Employee Spotlight: Diana Thurston, AVP of Enterprise Risk Management

Synergent’s mission is to ‘help credit unions succeed and improve the financial lives of their members.’ In our new monthly Employee Spotlight series, we will feature one of our dedicated staff members to help you get to know the people who are working as an extension of your credit union team.

Diana Thurston, Assistant Vice President of Enterprise Risk Management

Diana Thurston, Assistant Vice President of Enterprise Risk Management, joined Synergent in October 2021 with more than 25 years of experience working for financial institutions. She began working as a teller, has held various roles, and is now a Certified Information Security Auditor (CISA) through the Information Systems Audit and Control Association (ISACA).
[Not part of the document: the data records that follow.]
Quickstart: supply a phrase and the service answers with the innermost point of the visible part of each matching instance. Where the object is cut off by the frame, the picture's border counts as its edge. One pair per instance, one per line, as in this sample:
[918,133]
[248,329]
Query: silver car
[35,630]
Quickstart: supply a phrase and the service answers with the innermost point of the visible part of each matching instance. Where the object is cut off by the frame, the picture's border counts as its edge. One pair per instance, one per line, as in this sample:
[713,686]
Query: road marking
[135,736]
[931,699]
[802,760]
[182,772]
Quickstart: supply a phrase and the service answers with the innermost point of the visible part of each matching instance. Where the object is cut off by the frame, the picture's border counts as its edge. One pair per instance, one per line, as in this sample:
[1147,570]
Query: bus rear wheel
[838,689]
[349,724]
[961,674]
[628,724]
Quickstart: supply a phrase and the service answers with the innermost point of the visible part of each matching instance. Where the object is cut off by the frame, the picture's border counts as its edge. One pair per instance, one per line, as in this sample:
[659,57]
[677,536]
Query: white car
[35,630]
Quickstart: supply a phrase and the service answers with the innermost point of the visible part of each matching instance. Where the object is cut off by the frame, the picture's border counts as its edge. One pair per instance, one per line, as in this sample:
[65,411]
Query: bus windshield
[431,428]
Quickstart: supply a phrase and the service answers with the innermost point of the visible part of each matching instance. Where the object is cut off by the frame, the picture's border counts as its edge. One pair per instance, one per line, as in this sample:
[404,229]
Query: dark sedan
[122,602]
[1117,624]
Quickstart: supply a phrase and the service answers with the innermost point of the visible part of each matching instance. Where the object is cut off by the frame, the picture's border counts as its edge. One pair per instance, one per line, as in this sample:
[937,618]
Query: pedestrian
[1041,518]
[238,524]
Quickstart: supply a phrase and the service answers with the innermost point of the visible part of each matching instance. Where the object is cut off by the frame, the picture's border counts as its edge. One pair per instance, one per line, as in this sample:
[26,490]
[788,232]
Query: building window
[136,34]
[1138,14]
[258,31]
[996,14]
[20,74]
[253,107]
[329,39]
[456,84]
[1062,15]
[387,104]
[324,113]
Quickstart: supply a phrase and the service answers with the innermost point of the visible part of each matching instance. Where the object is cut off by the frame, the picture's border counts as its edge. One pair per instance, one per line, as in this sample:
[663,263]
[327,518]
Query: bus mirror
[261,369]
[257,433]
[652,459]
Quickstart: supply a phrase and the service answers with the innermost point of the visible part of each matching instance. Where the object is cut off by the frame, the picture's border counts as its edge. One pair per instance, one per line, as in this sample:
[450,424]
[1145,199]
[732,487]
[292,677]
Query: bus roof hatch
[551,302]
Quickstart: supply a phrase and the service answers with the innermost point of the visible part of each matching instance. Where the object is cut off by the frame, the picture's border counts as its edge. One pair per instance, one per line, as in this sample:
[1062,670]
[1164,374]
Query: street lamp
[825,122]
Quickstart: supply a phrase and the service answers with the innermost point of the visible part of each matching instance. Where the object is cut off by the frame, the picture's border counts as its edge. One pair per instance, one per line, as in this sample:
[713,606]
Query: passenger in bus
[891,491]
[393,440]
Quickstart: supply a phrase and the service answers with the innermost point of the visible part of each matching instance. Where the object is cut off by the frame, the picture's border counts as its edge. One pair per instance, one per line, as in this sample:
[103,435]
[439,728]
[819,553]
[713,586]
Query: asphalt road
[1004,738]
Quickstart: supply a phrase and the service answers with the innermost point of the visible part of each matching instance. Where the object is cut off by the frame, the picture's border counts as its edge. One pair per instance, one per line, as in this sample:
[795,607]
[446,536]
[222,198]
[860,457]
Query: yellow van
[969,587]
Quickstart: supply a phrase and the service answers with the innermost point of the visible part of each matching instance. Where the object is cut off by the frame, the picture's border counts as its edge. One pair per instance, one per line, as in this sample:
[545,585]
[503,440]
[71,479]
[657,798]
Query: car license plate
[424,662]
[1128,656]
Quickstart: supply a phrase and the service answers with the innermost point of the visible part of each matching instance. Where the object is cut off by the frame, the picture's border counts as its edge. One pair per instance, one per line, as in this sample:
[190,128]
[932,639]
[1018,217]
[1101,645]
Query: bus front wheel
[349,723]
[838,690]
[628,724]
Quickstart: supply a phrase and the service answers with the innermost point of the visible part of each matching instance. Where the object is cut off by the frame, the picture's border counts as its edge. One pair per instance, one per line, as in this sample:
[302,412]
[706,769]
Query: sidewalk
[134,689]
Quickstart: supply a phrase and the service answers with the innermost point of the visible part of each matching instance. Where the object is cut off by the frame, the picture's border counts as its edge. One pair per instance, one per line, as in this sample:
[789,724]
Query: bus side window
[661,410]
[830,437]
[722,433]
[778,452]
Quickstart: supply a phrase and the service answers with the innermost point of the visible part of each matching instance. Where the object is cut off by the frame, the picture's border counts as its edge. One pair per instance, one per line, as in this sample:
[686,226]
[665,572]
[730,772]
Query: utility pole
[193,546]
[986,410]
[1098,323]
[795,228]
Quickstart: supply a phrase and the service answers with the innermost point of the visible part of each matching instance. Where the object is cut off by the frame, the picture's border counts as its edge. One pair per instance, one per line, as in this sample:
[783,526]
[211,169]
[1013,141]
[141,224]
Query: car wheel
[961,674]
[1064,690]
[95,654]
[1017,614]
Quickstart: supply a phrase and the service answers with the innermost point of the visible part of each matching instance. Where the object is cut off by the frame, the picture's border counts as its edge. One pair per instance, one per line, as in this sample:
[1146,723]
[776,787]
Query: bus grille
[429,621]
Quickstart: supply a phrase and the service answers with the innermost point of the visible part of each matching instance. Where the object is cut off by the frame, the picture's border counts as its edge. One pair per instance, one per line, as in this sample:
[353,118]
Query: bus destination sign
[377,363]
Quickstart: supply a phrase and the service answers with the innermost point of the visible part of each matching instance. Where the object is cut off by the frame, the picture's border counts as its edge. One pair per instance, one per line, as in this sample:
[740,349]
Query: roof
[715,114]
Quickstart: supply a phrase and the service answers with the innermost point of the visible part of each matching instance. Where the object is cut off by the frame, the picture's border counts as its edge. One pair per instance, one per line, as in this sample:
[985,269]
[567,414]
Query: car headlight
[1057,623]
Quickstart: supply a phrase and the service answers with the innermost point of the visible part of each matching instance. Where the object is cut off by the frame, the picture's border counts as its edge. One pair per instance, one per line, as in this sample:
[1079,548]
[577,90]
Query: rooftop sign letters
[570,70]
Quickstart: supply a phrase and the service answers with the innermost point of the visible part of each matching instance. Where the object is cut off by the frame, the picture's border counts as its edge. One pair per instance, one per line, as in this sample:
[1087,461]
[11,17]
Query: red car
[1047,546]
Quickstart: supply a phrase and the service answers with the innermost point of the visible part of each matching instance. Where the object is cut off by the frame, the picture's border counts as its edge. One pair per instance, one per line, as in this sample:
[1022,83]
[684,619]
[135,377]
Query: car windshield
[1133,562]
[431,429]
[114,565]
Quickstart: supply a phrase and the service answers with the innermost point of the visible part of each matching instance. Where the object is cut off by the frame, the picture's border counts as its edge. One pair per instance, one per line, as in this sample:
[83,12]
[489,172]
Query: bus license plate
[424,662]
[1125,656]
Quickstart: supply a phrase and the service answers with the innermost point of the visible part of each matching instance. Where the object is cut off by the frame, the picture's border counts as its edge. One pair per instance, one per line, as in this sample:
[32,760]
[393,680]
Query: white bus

“I am proud to be part of the credit union community again and to participate in the Maine Credit Unions’ Campaign for Ending Hunger,” Thurston said.

Risk management is a passion for Thurston. In work activities and day-to-day life, it is important to be aware of potential physical and technological security risks. In an increasingly digital world—one that changes every day—it is crucial to be vigilant in keeping your personal, organizational, and customer information out of the hands of bad actors. For Thurston, that means governance of who has access to both the building and the company’s data, applications, and infrastructure.

“Risk management is independent of operations management to provide assurance and reporting to the CEO and Board Audit Committee,” explained Thurston. “I work with leaders to help ensure policies, processes, and controls are in place to comply with industry standards.”

Synergent’s Risk Management Team

The task of monitoring potential risks is not solely Thurston’s responsibility. As a member of the Enterprise Risk Management team, part of her job is educating others to cultivate a positive, proactive approach based on all employees understanding the role they play in managing risks to the enterprise. For example, having consistent, documented, and enforced processes enables easier identification of exceptions or abnormalities in the process execution.

“Any business activities supporting products and services comes with inherent risk,” said Thurston. “We should not fear risk, but identify the what and why, then quantify and manage it. I am currently working to enhance the mapping of policies and processes for key risk and compliance indicators for control effectiveness.”

Managing and preventing risk is crucial to the functionality and success of any enterprise. It is work that continues as the potential risks change with new developments in technology. Thurston recognizes this and works to ensure that Synergent’s practices continue to remain strong.

A Passion For Risk Management

Thurston’s passion for enterprise risk management extends beyond her role within the Synergent family. She is also an ISACA New England Board – Maine committee member. With the Board, she is actively working to develop an approach to encourage students across the state to pursue careers in information security and risk management, including cybersecurity.

In her free time outside of work, Thurston enjoys savory cooking, watching movies, and spending time with her family (including her two rescue cats, Tulsa and Morty).